“Cómo olvidarla, cómo olvidarla”, cantaba el Potro Rodrigo. Y los hinchas de Boca jamás olvidarán aquella noche ni el lujazo del máximo ídolo, Juan Román Riquelme.
Fue el 24 de Mayo del 2000. Un día de miércoles para River y soñado para el xeneize. Que logró revertir en La Bombonera una serie que había empezado adversa en el Monumental, por los cuartos de final de la Copa Libertadores. El conjunto en el que brillaban Saviola y Aimar se impuso 2 a 1 en los primeros 90 minutos y Boca, dirigido por Carlos Bianchi, la tenía cuesta arriba en la revancha.
El país estaba pendiente de ese crucial enfrentamiento. Fue la noche en que al equipo de la Ribera le salieron todas. Porque también el gran goleador Martín Palermo volvió un ratito tras larga lesión y liquidó el partido, 3 a 0 vengándose así de las chicanas previas del Tolo Gallego (“si ellos ponen a Palermo, yo lo pongo al Enzo”, por Francescoli, ironizó el popular entrenador en la última conferencia antes del decisivo duelo). El pez por la Boca muere y el ex DT del Millonario lo pagó muy caro.
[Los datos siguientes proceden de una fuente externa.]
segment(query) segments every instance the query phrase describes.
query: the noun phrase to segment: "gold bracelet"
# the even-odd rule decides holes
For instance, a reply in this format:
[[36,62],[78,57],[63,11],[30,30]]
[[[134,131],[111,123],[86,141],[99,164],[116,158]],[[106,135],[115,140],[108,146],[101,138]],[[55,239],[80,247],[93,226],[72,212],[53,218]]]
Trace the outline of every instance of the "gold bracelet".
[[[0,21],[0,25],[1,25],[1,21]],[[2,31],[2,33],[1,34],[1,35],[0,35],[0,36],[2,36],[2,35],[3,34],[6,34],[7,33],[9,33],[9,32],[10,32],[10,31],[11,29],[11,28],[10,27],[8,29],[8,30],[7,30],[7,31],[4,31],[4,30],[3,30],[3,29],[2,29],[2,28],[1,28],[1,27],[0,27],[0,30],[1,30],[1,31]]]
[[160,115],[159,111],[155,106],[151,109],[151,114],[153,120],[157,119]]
Pero la perlita histórica, la jugada más vistosa que se hizo inmortal, la genialidad fue obra de Juan Román Riquelme, quién si no. Eriza la piel aún hoy observar la imagen del legendario caño al experimentado colombiano del eterno rival, Mario Alberto Yepes.
Fue cerca de la mitad de la cancha. Román recibió, quedó de espaldas y ante la asfixiante presión de Yepes improvisó con un túnel mágico que perdura en el recuerdo de todos los futboleros y de los fanáticos azul y oro en especial.
De hecho, la jugada fue muy evocada en las redes sociales y los programas de televisión este viernes y hasta la Conmebol hizo una mención especial a la lucida maniobra personal del “torero”, del último gran 10, en su cuenta de twitter.
Mientras tanto, por estos días Román sigue recibiendo el cariño de los hinchas, disfruta de su familia en Don Torcuato y aún no se decide a lanzarse políticamente a la presidencia ó algún cargo en la directiva azul y oro para las elecciones de fin de año.
¡Pero que viva el fútbol, Román! ¡Que viva el caño de todos los tiempos!